Oh am I in a mood today.
OMI? Ohio Medical Institute?
Anyways. Let's get the number since yesterday -.8 for a running total of -23.4 I think.
Enough of that, now on to the more pertinent questions.
Was Jesus gay? Right, seems likely doesn't it? I mean the man hung out with dudes all the times, including a pair of brothers which I think is equivalent to bagging sisters for a straight guy. He had his own fag hag in Mary Magdalene, although now that I think about 'fag hag' might be politically incorrect. He hung out with religious old guys when he was twelve, generally a chance for pedophilia in that situation. Finally, he always appears very well groomed with his long hair and full beard even in a time when impeccable grooming had to be a pain in the ass. Also, the temptations of Christ never mention sex, just food, drink, property and outside assistance from angels. Just strange that a guy who clearly had a way with people never had a list of conquests longer than his outstretched arms. It's not like the bible shied away from mentioning sex, often and sometimes in detail, yet Jesus is said to stay away from contact with women. Of course at some point much, much later the Catholic church interprets this behavior to mean that priests need to be celibate "like Jesus" in order to minister to the faithful. Wow, so they go from covering up one man's behavior to creating generations of criminals who pretend to be celibate while carrying on affairs with men and women and unfortunately with boys and girls too.
Why don't we cure diseases anymore? We have a ton of treatments these days, but when was the last cure for a disease discovered and given to people? Polio? 1952 for Salk and 1962 for Sabin. I am from one of the last years children were given the small pox vaccine because that disease had been all but eradicated. Now cancer has been around for a long time and trillions of dollars have been spent on research, TRILLIONS. No cure. HIV and AIDS have been around for probably forty years and no cure. We've advanced medical science to the point where liposuction and child birth are out-patient procedures now and we have pills to make even the most flaccid of men truly hard chargers. We can treat cancer and we can treat HIV. Really expensive and generally lifelong treatments. Saw it coming with the Herpes. Used to be a venereal disease could be cured with a quick shot of the penicillin and a note to use a condom when you don't know where it's been before you. Now, it's for life and we can treat it. Can't cure it, sorry, no profits in that, but those treatments are making a fortune for us.

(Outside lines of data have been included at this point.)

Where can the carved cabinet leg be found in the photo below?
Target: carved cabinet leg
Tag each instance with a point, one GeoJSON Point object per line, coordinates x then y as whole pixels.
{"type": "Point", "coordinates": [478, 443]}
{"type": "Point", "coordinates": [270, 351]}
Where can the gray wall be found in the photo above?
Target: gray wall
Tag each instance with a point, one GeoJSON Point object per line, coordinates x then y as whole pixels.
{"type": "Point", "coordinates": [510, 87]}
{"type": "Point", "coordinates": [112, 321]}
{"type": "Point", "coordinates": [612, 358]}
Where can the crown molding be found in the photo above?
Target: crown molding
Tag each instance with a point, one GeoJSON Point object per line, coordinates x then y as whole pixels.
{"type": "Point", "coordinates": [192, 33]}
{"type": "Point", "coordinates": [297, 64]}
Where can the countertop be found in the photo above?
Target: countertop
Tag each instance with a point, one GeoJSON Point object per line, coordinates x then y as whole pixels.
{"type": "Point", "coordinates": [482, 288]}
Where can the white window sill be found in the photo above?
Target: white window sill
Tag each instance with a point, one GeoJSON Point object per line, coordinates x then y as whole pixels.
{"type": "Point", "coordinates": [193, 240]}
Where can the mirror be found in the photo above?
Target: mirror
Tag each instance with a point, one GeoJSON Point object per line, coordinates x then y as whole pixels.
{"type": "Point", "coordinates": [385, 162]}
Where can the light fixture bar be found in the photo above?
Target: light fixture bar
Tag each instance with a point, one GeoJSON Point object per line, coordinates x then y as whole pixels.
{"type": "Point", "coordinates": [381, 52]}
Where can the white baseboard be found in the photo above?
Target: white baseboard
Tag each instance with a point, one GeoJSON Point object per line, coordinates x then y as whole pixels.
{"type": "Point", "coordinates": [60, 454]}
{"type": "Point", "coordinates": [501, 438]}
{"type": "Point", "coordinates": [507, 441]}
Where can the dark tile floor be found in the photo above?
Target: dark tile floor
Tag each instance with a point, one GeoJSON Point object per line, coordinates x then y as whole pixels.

And why are people allergic to peanuts all of the sudden? Was George Washington Carver killing folks left and right hundreds of years ago and medicine was so backward they just wrote off those deaths as consumption before going back to their delicious PB&J sandwiches? No one I grew up with didn't eat peanut butter in some way; cookies, on crackers, the freaks had it on celery stalks or in a delightful PB, Banana and Marshmallow Fluff sandwich. Now if you invite friends over you need a list of dietary requirements and an adrenaline shot.
Finally, what would you do if you won the lottery? I ask myself this every time the number gets over $100 million mostly because that is the number I think you need to be set for life. At 100, you get about 35 in a onetime payment and even if you don't invest a penny and accrue no interest that's 1 million a year for 35 years and much longer than I expect to be alive at this point. So after I clear all my debts and make sure my name is clean in all 50 states and a few foreign countries where I may or may not be persona non grata right now I'd help out my Mom anyway she saw fit and I'd help out my brother as I saw fit. Then I'd probably disappear and really that just means no more full time work, no more schedules of 'have tos' and 'need tos' as all my time would go to 'want tos' and 'why nots'. If you called me, I might be cheering on the bulls in Pamplona or pissing off the top of the Eiffel Tower. More likely I'd be in a nicely set-up house playing a video game on a computer system that cost as much as the house while watching a movie on some sort of concept 3-D projection system. I'd also love to do a documentary on the first year after winning the lottery and follow the events as they unfold from a 3rd party perspective. Then go to Cannes and bang coked out celebrities while winning the Palme d'Or and thanking my Mom and random luck.
What? Too much caffeine this morning? So what!